Corp, who was appointed ITN chief executive in 2022 after serving as editor of ITV News, responded by saying the company was treating the matter with the “utmost seriousness” and would “put a better structure in place so that people are held to account”.

“It’s not about one group of individuals,” she said. “It’s about how all of us have dealt with [concerns].”

An ITN spokesperson said: “We fully accept the findings of this independent review into our handling of complaints which found that at times our management processes fell short, and for this we apologise. We are committed to a culture of openness and trust and will implement the review’s recommendations to make sure that any time a concern is raised, it is addressed promptly, thoroughly and fairly.”

ITN added that the report had found it had upheld a commitment since April 2022 to no longer impose confidentiality provisions on anyone leaving the company that “prevent them from talking freely about their experiences working at the organisation”.

The company still applies confidentiality terms to financial settlement amounts and commercial matters. ITN has published the policy in full on its staff intranet.
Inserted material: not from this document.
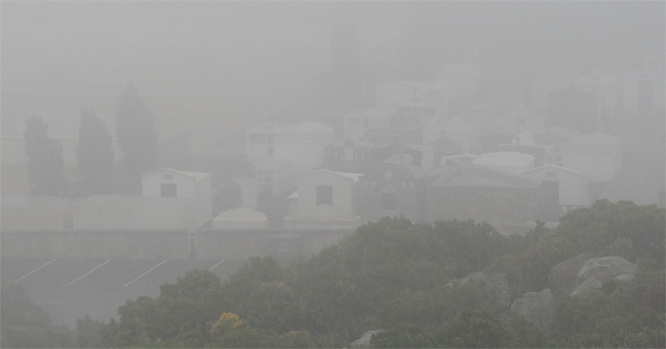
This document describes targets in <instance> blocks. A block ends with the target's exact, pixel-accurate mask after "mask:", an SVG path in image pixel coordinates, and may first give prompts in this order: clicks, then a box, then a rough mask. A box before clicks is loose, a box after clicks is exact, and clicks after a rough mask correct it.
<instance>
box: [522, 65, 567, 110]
mask: <svg viewBox="0 0 666 349" xmlns="http://www.w3.org/2000/svg"><path fill="white" fill-rule="evenodd" d="M574 80H575V75H574V74H572V73H569V72H563V71H538V72H534V73H532V76H531V83H532V88H531V90H530V92H531V94H530V95H531V99H532V108H533V109H534V110H538V111H545V110H547V109H548V98H549V95H550V94H551V93H553V92H555V91H559V90H561V89H563V88H566V87H570V86H572V85H573V83H574Z"/></svg>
Daisy Ayliffe, who worked at Channel 4 News as a journalist and commissioning editor, wrote in The Spectator last year: “Women who work for ITN have tried to report harassment and discrimination, but soon after doing so found themselves suddenly out of a job and bound by non-disclosure agreements.”

She said women who felt bullied and harassed had been ignored and felt “trapped in a complaints process” before they were eventually “paid off and given an NDA to sign”.

Ayliffe wrote that her own experience signing an NDA after raising concerns about “the culture for women in Channel 4 News” had left her feeling “broken”.

In 2022, Conservative MP Maria Miller wrote a letter to ITN highlighting “the apparent use of NDAs to cover up wrongdoing” around gender pay discrimination, harassment and bullying, after she was approached by a number of whistleblowers.

Zelda Perkins, a former assistant to now-jailed media mogul Harvey Weinstein, has also argued for ITN to free women from historic agreements.

Perkins co-founded Can’t Buy My Silence, a campaign group against the misuse of NDAs, after breaking a confidentiality agreement to speak out about allegations of sexual harassment against Weinstein.

In 2022, Can’t Buy My Silence and campaign group Pregnant Then Screwed launched a petition to release all Channel 4 News employees from their NDAs.